Freenomers are technical, creative, visionary, grounded, empathetic, and passionate. We build teams around divergent expertise, allowing us to solve problems and ascertain opportunities in unique ways. Freenomers are some of the most talented experts in their fields, joining together to advance healthcare, one breakthrough at a time.
We value empathy, integrity, and trust in one another and we respect the diverse perspectives of our colleagues and of those we serve. We assume positive intent and give each other the benefit of the doubt with the firm belief that we are a team working toward the same objectives. We believe in empowering and supporting each other in a collaborative and dynamic environment.
What does a successful person look like at Freenome?
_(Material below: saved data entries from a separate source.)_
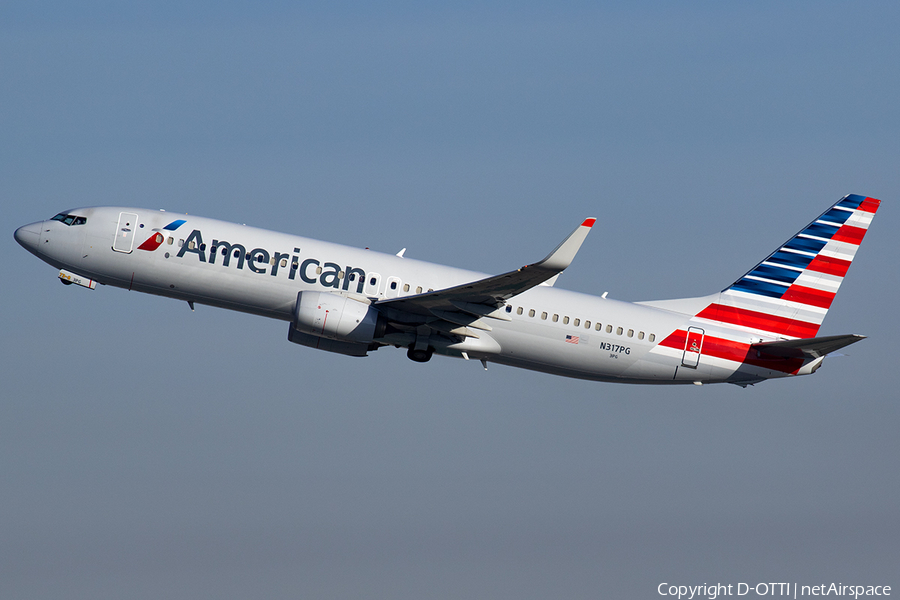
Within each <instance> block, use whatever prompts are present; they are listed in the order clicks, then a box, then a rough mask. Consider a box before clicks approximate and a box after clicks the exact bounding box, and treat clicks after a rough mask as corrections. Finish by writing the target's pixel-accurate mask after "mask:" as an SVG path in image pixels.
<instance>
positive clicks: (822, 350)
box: [750, 333, 866, 358]
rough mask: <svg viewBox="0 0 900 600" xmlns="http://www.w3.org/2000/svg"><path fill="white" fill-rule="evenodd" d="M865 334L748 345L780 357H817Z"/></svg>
mask: <svg viewBox="0 0 900 600" xmlns="http://www.w3.org/2000/svg"><path fill="white" fill-rule="evenodd" d="M864 339H866V336H864V335H859V334H856V333H851V334H848V335H830V336H827V337H820V338H806V339H797V340H784V341H780V342H761V343H759V344H753V345H752V346H750V349H751V350H756V352H757V353H758V354H760V355H768V356H777V357H780V358H819V357H820V356H825V355H826V354H830V353H831V352H835V351H836V350H840V349H841V348H843V347H844V346H849V345H850V344H854V343H856V342H858V341H859V340H864Z"/></svg>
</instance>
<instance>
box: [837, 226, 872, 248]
mask: <svg viewBox="0 0 900 600" xmlns="http://www.w3.org/2000/svg"><path fill="white" fill-rule="evenodd" d="M865 235H866V230H865V229H863V228H862V227H853V226H852V225H842V226H841V228H840V229H838V230H837V232H836V233H835V234H834V236H833V237H832V238H831V239H832V240H833V241H835V242H847V243H849V244H856V245H857V246H858V245H859V243H860V242H862V239H863V237H865Z"/></svg>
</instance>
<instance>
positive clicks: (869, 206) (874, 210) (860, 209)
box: [856, 198, 881, 214]
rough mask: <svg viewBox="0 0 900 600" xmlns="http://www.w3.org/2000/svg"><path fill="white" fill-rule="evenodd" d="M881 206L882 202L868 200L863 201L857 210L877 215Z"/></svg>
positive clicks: (857, 207)
mask: <svg viewBox="0 0 900 600" xmlns="http://www.w3.org/2000/svg"><path fill="white" fill-rule="evenodd" d="M879 206H881V200H876V199H875V198H866V199H865V200H863V201H862V204H860V205H859V206H858V207H857V208H856V210H861V211H863V212H870V213H873V214H874V213H875V211H877V210H878V207H879Z"/></svg>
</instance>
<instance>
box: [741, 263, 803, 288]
mask: <svg viewBox="0 0 900 600" xmlns="http://www.w3.org/2000/svg"><path fill="white" fill-rule="evenodd" d="M748 275H753V276H755V277H765V278H766V279H774V280H775V281H783V282H785V283H787V284H791V283H794V280H795V279H797V277H799V276H800V271H792V270H790V269H783V268H781V267H773V266H771V265H759V266H758V267H756V268H755V269H753V270H752V271H751V272H750V273H748Z"/></svg>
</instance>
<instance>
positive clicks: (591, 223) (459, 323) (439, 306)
mask: <svg viewBox="0 0 900 600" xmlns="http://www.w3.org/2000/svg"><path fill="white" fill-rule="evenodd" d="M595 222H596V219H593V218H591V219H585V220H584V222H582V223H581V225H579V226H578V227H576V228H575V231H573V232H572V233H571V234H569V236H568V237H567V238H566V239H565V240H563V241H562V243H560V244H559V245H558V246H557V247H556V248H555V249H554V250H553V251H552V252H551V253H550V254H548V255H547V257H546V258H544V259H543V260H541V261H538V262H536V263H534V264H531V265H525V266H524V267H522V268H520V269H516V270H515V271H510V272H508V273H503V274H502V275H495V276H493V277H486V278H485V279H480V280H477V281H472V282H469V283H464V284H462V285H457V286H454V287H449V288H445V289H442V290H435V291H433V292H428V293H425V294H417V295H415V296H406V297H403V298H392V299H389V300H380V301H378V302H376V303H375V306H377V307H378V309H379V310H381V311H382V312H383V313H385V314H386V315H388V318H390V319H391V320H394V321H400V322H407V323H415V322H418V323H423V322H426V321H427V320H428V319H435V318H436V319H438V320H444V321H449V323H455V324H457V325H469V326H473V327H475V328H477V329H485V330H486V331H490V326H487V325H486V324H484V325H485V326H484V327H479V323H478V322H477V321H478V320H479V319H478V318H479V317H483V316H488V317H493V318H499V319H503V320H509V317H508V316H506V315H505V314H504V313H501V312H500V311H499V310H498V309H499V308H500V307H502V306H503V305H504V304H505V303H506V300H508V299H509V298H512V297H513V296H516V295H518V294H521V293H522V292H524V291H527V290H530V289H531V288H533V287H535V286H537V285H540V284H541V283H544V282H546V281H547V280H550V279H552V278H554V277H556V276H557V275H559V274H560V273H562V272H563V270H565V268H566V267H568V266H569V265H570V264H571V262H572V259H574V258H575V254H576V253H577V252H578V249H579V248H581V244H582V243H583V242H584V239H585V238H586V237H587V234H588V233H589V232H590V230H591V227H593V225H594V223H595ZM423 317H425V319H424V320H423ZM438 325H439V329H440V330H442V331H443V330H446V326H445V325H441V324H438ZM441 327H442V328H441Z"/></svg>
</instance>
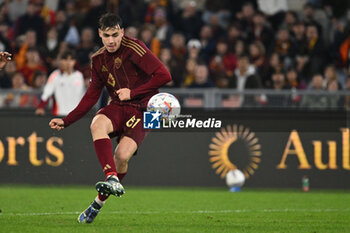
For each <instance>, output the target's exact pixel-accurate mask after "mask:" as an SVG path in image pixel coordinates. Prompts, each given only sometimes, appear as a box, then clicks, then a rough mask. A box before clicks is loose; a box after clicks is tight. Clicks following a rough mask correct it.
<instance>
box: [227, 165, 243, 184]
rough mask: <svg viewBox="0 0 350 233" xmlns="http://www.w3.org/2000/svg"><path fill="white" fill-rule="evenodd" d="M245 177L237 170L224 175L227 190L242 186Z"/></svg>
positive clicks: (239, 171) (242, 174)
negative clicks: (226, 187) (230, 188)
mask: <svg viewBox="0 0 350 233" xmlns="http://www.w3.org/2000/svg"><path fill="white" fill-rule="evenodd" d="M244 181H245V176H244V174H243V172H241V171H240V170H238V169H235V170H231V171H229V172H227V173H226V185H227V186H228V187H229V188H240V187H242V186H243V184H244Z"/></svg>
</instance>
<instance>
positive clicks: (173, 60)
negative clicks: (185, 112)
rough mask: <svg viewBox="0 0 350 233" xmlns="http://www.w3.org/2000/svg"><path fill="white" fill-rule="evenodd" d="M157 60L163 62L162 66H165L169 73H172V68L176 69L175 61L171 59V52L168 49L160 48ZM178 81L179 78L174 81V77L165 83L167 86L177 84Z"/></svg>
mask: <svg viewBox="0 0 350 233" xmlns="http://www.w3.org/2000/svg"><path fill="white" fill-rule="evenodd" d="M159 60H160V61H161V62H162V63H163V64H164V66H165V67H166V68H167V70H168V71H169V72H170V73H174V69H176V62H175V60H174V59H172V54H171V50H170V49H168V48H163V49H162V50H160V56H159ZM180 82H181V80H176V82H174V79H173V80H171V81H170V82H168V83H167V84H165V85H166V86H168V87H174V86H175V83H176V84H177V85H179V84H178V83H180Z"/></svg>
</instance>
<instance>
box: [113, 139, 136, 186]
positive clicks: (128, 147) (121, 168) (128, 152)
mask: <svg viewBox="0 0 350 233" xmlns="http://www.w3.org/2000/svg"><path fill="white" fill-rule="evenodd" d="M136 150H137V144H136V142H135V141H134V140H133V139H132V138H130V137H127V136H124V137H122V138H121V139H120V143H119V144H118V146H117V148H116V150H115V153H114V162H115V166H116V168H117V172H118V178H119V180H120V181H121V180H122V179H123V178H124V176H125V175H126V173H127V171H128V162H129V160H130V158H131V157H132V156H133V155H134V154H135V152H136Z"/></svg>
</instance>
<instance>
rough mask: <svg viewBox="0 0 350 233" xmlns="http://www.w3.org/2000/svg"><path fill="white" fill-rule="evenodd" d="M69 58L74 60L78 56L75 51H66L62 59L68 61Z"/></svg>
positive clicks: (64, 51) (65, 51) (68, 50)
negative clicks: (65, 59) (75, 53)
mask: <svg viewBox="0 0 350 233" xmlns="http://www.w3.org/2000/svg"><path fill="white" fill-rule="evenodd" d="M68 57H71V58H72V59H73V60H74V59H76V54H75V52H74V51H73V50H66V51H64V52H63V53H62V55H61V57H60V58H61V59H67V58H68Z"/></svg>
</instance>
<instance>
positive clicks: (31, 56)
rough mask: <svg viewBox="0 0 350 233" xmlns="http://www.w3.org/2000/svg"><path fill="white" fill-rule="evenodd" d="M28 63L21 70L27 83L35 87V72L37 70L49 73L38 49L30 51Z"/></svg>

Those who thrive at Freenome prioritize, manage, and execute their own goals with ownership and in alignment with those of the company. They embrace our values of empathy, integrity, striving for greatness, servant leadership, and trust, and hold themselves and their team accountable to these values. They crave collaboration with brilliant minds from disparate fields of study and believe that hiring and mentorship are fundamental to our success. Above all, they welcome and provide constructive feedback and criticism, trusting in the good intentions of others, and being secure in the knowledge that embracing mistakes is the best way to learn and grow. For those who pursue challenges, understudied problems, and want the opportunity to see their work impact the lives of millions of people affected by cancer every year, there's no better place to be than Freenome.
Freenome is proud to be an equal opportunity employer and we value diversity. Freenome does not discriminate on the basis of race, religion, color, sex, gender identity, sexual orientation, age, non-disqualifying physical or mental disability, national origin, veteran status, or any other basis covered by appropriate law.